German radiologists assess performance of PET-CT

VIENNA - Fusion PET-CT scanners offer a powerful combination of functional and anatomical data that can give radiologists precise information on tumor location and stage. But MRI still has a strong role to play in oncology imaging, as both modalities demonstrate different strengths and weaknesses in tumor visualization, according to German researchers at this week's European Congress of Radiology.

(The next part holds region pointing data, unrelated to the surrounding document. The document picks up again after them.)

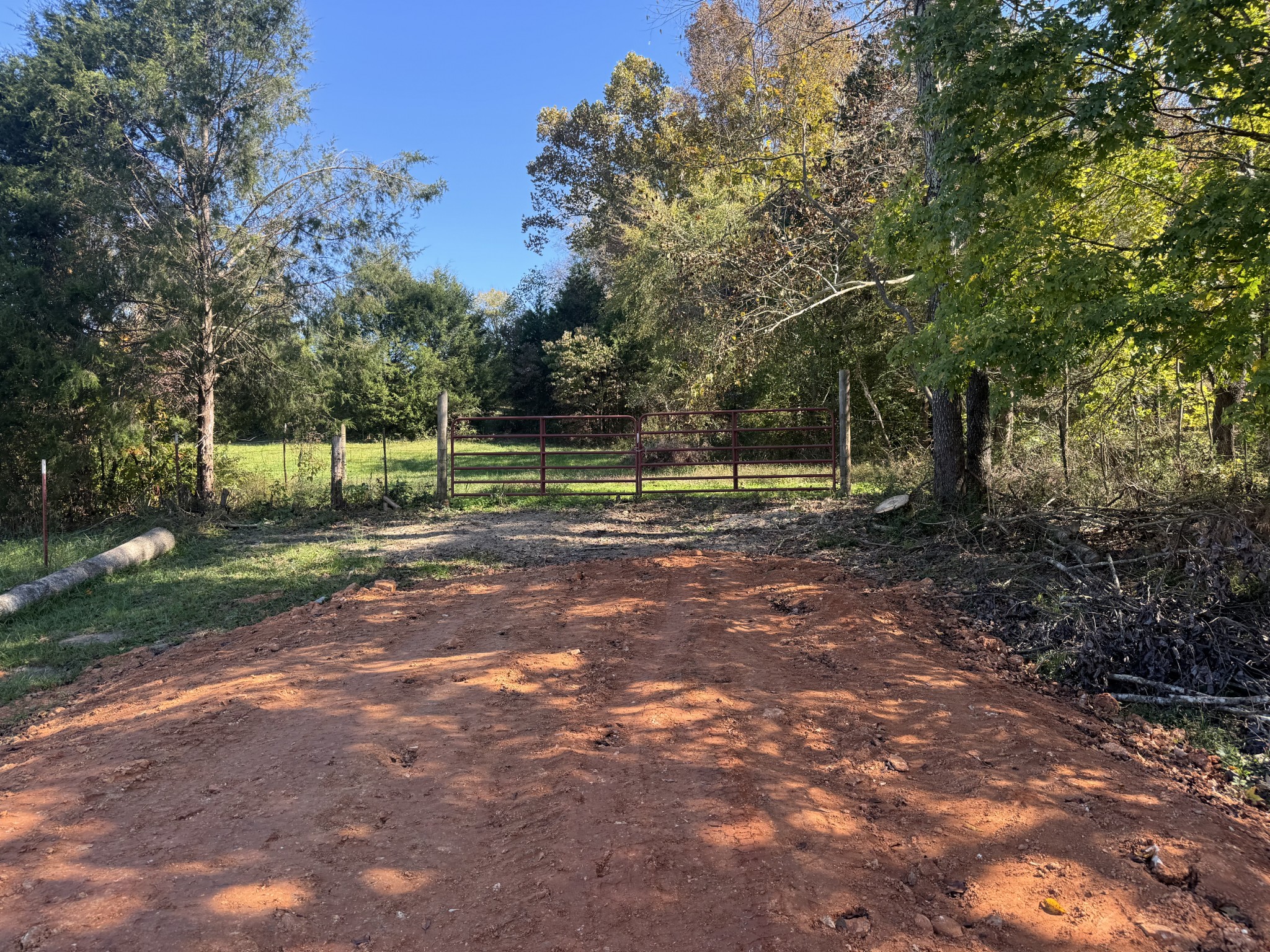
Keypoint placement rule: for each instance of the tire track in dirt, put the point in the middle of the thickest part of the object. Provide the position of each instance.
(677, 752)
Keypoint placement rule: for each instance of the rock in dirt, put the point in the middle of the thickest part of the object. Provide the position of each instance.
(1104, 705)
(1230, 940)
(856, 926)
(1170, 938)
(1116, 751)
(35, 937)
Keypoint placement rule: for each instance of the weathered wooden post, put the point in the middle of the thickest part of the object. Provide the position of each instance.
(442, 448)
(845, 431)
(337, 469)
(175, 457)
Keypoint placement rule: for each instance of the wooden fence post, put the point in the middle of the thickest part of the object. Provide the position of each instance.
(338, 459)
(442, 448)
(845, 431)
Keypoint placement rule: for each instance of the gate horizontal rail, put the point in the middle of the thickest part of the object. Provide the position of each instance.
(528, 456)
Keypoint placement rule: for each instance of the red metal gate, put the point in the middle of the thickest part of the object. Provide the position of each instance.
(673, 452)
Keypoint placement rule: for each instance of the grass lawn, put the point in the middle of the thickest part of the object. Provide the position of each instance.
(197, 588)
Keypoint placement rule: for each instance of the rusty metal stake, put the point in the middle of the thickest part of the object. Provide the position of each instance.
(43, 493)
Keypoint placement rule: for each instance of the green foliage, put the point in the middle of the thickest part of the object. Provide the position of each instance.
(390, 343)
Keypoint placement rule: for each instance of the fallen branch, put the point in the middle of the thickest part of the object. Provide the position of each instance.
(1192, 701)
(1183, 692)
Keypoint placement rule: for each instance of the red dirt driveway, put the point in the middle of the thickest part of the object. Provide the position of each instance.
(694, 752)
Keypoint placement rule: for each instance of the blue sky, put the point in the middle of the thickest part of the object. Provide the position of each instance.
(463, 83)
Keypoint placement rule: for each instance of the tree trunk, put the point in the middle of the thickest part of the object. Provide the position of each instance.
(205, 472)
(1065, 423)
(978, 436)
(1223, 431)
(337, 469)
(136, 551)
(948, 447)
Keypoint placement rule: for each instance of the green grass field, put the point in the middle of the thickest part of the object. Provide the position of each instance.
(197, 588)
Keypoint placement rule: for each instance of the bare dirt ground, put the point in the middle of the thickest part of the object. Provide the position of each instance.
(683, 751)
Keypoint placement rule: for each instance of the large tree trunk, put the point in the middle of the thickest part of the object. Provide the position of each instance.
(948, 446)
(205, 467)
(1223, 431)
(205, 369)
(978, 436)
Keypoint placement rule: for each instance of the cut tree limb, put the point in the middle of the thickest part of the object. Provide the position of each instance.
(133, 552)
(1199, 696)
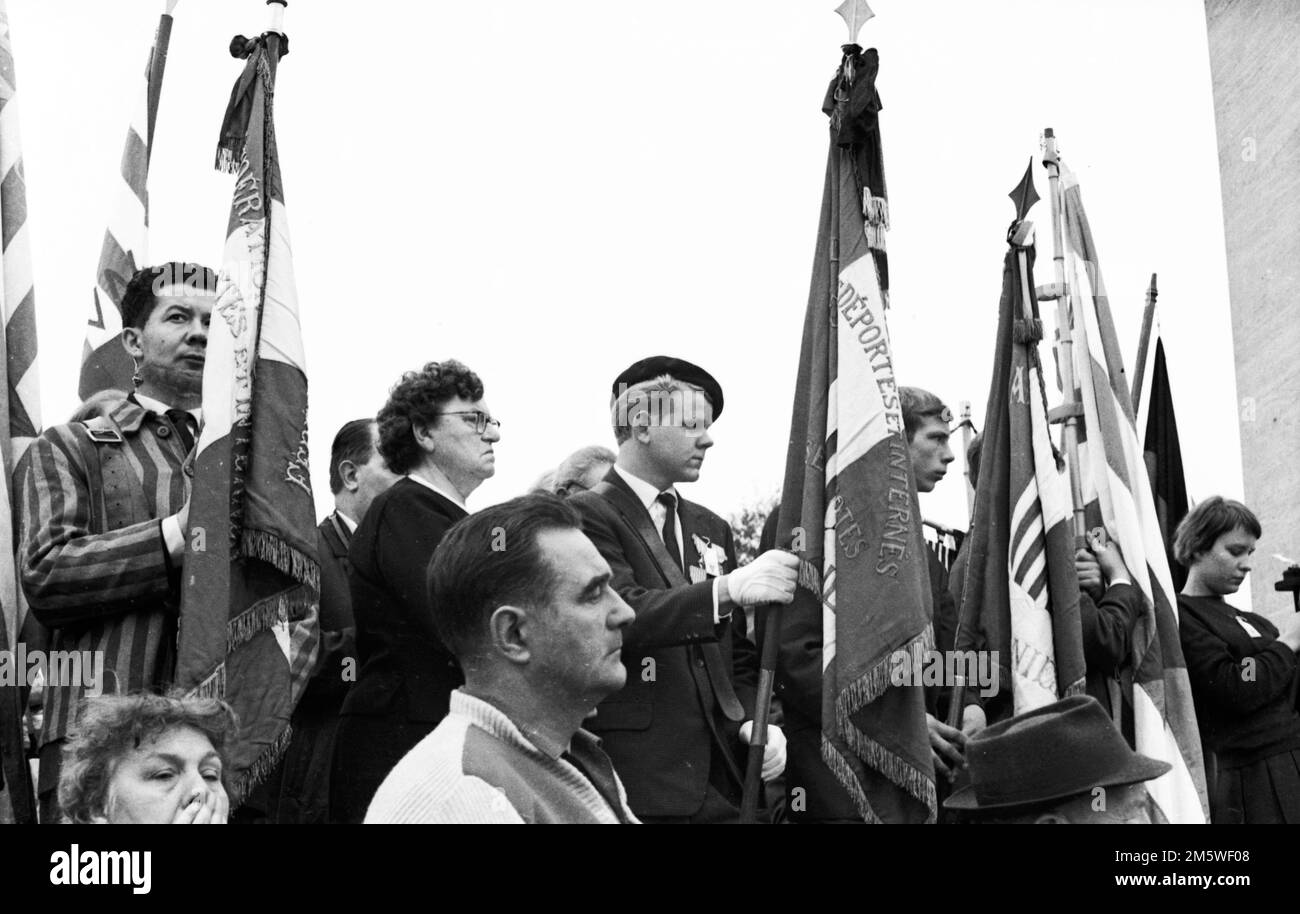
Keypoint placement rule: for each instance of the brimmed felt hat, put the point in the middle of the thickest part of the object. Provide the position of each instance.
(1054, 752)
(681, 369)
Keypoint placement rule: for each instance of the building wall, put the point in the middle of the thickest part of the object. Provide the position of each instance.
(1255, 61)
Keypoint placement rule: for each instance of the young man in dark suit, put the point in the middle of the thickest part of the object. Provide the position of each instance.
(677, 730)
(356, 476)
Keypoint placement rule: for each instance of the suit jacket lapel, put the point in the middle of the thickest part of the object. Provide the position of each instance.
(341, 538)
(625, 502)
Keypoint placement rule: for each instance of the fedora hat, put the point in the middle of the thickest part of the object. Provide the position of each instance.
(1049, 753)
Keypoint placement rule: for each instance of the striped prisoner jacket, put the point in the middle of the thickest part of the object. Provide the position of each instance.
(95, 571)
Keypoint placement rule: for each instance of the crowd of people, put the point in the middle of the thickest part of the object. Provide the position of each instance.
(580, 653)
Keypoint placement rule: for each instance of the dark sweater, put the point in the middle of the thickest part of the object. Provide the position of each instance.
(1244, 687)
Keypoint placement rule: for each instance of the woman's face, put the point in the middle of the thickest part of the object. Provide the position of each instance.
(1223, 567)
(455, 445)
(174, 778)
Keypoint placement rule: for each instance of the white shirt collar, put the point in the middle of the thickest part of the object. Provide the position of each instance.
(160, 407)
(450, 496)
(644, 490)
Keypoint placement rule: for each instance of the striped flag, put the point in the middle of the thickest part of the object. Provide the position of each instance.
(21, 408)
(1164, 455)
(1118, 493)
(849, 505)
(104, 363)
(251, 576)
(1021, 592)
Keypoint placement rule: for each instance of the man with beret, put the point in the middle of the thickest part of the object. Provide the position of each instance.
(677, 730)
(104, 510)
(1062, 763)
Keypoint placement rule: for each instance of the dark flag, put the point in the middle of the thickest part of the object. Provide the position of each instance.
(251, 575)
(1164, 458)
(1117, 492)
(1021, 592)
(20, 420)
(104, 363)
(849, 505)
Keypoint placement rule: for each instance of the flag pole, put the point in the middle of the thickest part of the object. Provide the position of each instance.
(1067, 414)
(966, 449)
(854, 13)
(1148, 317)
(277, 14)
(1019, 235)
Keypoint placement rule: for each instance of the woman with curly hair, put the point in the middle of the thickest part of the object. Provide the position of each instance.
(148, 759)
(1242, 667)
(436, 430)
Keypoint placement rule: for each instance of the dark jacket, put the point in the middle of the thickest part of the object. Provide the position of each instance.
(406, 676)
(1108, 631)
(1244, 687)
(406, 672)
(690, 683)
(302, 792)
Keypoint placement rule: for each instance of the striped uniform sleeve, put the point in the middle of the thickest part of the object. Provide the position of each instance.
(69, 574)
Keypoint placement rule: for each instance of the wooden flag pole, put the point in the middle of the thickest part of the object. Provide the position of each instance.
(854, 13)
(1067, 414)
(966, 449)
(1148, 317)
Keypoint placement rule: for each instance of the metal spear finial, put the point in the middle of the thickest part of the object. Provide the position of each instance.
(856, 14)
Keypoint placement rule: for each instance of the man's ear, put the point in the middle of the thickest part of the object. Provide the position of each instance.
(133, 342)
(347, 475)
(423, 434)
(508, 632)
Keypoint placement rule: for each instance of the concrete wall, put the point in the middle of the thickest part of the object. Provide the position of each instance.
(1255, 60)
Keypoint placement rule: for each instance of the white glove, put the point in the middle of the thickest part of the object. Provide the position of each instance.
(768, 579)
(774, 753)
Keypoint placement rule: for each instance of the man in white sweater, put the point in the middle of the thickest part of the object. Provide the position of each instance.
(523, 600)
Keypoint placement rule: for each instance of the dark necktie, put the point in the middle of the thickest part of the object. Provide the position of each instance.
(670, 525)
(183, 423)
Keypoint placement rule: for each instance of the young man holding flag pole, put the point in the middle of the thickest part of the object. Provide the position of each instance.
(251, 574)
(849, 507)
(1113, 489)
(104, 363)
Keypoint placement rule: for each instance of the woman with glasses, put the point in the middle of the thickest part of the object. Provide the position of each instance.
(1242, 668)
(436, 430)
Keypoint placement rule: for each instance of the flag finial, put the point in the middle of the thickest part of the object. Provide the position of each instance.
(856, 14)
(1023, 195)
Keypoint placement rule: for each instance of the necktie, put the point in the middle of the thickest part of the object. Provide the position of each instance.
(670, 525)
(183, 423)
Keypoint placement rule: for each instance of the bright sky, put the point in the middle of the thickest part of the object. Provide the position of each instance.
(549, 191)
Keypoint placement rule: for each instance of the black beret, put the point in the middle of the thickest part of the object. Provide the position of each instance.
(681, 369)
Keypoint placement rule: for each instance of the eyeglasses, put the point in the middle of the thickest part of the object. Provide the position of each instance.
(481, 419)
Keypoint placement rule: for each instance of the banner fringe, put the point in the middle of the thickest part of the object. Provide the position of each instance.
(273, 550)
(848, 779)
(265, 614)
(810, 577)
(256, 772)
(859, 693)
(213, 685)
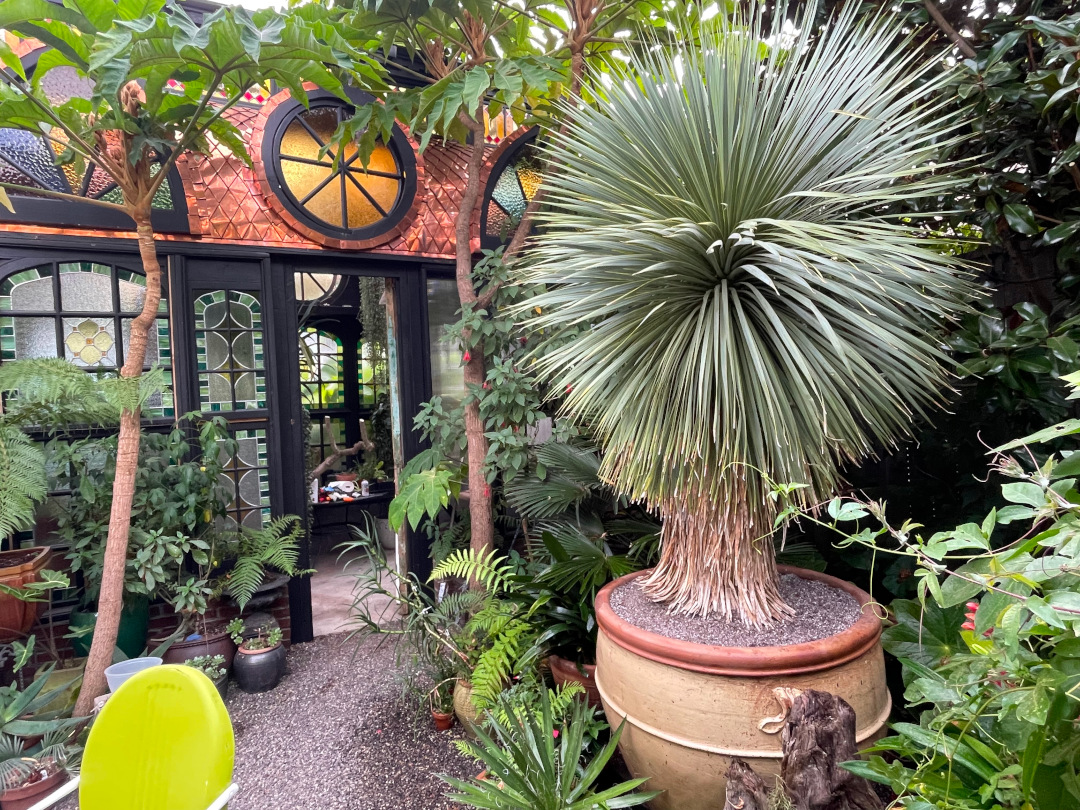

A group from University Hospital in Essen presented a comparison of PET-CT and MRI in Monday's ECR scientific sessions. The group also discussed its work in using PET-CT to track radiation therapy treatment, as well as in reducing respiratory artifacts on PET-CT studies with a new breathing protocol.

In the first study, Dr. Gerald Antoch compared PET-CT to MRI in visualizing tumors in 50 patients. The group used a dual-slice biograph PET-CT scanner (Siemens Medical Solutions, Erlangen, Germany) and a 1.5-tesla Magnetom Sonata MRI unit (Siemens), equipped with a rolling table (bodySurf). The field of view was set from the head to the upper thigh, and patients received MRI scans with a gadolinium-based contrast agent.

The modalities were found to be comparable in 33 (66%) patients, and the abdominal organs were assessed equally well in all patients, Antoch said. PET-CT beat MRI in detecting lymph node and pulmonary lesions, however.

In eight patients (16%) with cervical, thoracic, or abdominal lymph node tumors, PET-CT was able to detect tumors missed on MRI due to their small size (less than 1 cm). PET-CT spotted 94 pulmonary lesions in 16 patients, compared to 58 lesions in 13 patients for MRI.

MRI excelled in visualizing bone metastases, however, finding metastases in 7 patients (14%) that were missed on PET-CT.

"Whole-body PET-CT seems to be superior to whole-body MRI in detecting lymph node metastases and pulmonary lesions," Antoch said. "On the other hand, whole-body MRI detects bone metastases more accurately. Whole-body PET-CT and MR imaging complement each other in the staging of malignant diseases."

PET and radiation therapy

Antoch went on to present the next study, in which the Essen group examined the utility of PET-CT to monitor radiation therapy of liver tissue in a pig model. Nine pigs underwent central bile duct resection, followed by biliodigestive anastomosis.

Six of these pigs were treated with 20 Gy of radiation therapy to the area of the anastomosis. PET-CT liver scans were then conducted at two, four, and eight weeks to assess the impact of the irradiation on liver function as measured by glucose uptake.

The follow-up scans found sharply decreased glucose utilization in the irradiated area at two weeks, with glucose uptake increasing over time until there was no difference in uptake between the irradiated area and the rest of the liver at eight weeks. Meanwhile, CT scans were able to demonstrate an increase in liver volume and a bile duct diameter significantly higher compared to the pigs that didn't receive radiation therapy.

Antoch concluded that PET is well suited for delineation of functional alterations following radiation therapy, while CT is appropriate for visualizing surgical alterations, vascular differences, and liver volume. Antoch recommended first assessing an irradiated area with PET-CT, and then following up with PET and CT independently.

Finally, another Essen researcher, Dr. Thomas Beyer, explained the group's development of a new breathing protocol designed to reduce the impact of respiration-induced motion artifacts during PET-CT studies with single-slice scanning. Such artifacts can cause misalignment between the PET and CT images, he said.

The group separated 80 patients into three groups: 20 were scanned with a tidal breathing technique in single-slice mode, 30 with tidal breathing in dual-slice mode, and 30 in single-slice mode using a protocol that the group developed. The Essen group recently upgraded its biograph system from a single-slice CT to a dual-slice model, giving the group the ability to compare both modes.

The technique asked patients to limit their breathing during crucial parts of the image acquisition cycle. The patient begins by breathing quietly, and as the scan's field of view reaches the mediastinum the patient is told to exhale and hold their breath for next 10-15 seconds, the amount of time it takes for the scanning slice plane to reach the lower end of the liver. The patient is then allowed to continue breathing again while the CT scan collects data in the lower pelvis.

The group found that, without using the protocol, there were displacements of up to 25 mm between the CT and PET images in the diaphragm area (the zone most effected by respiration-related movement). Because CT data were also used for attenuation correction, the artifacts created the impression of FDG uptake in the lung and liver.

There were 25% more artifact-free cases when using the breath-hold protocol in single-slice mode, and 50% more artifact-free cases when the biograph was used in dual-slice CT mode. Beyer said that good patient preparation in advance of the limited breath-hold technique is key to ensuring a scan with few serious artifacts.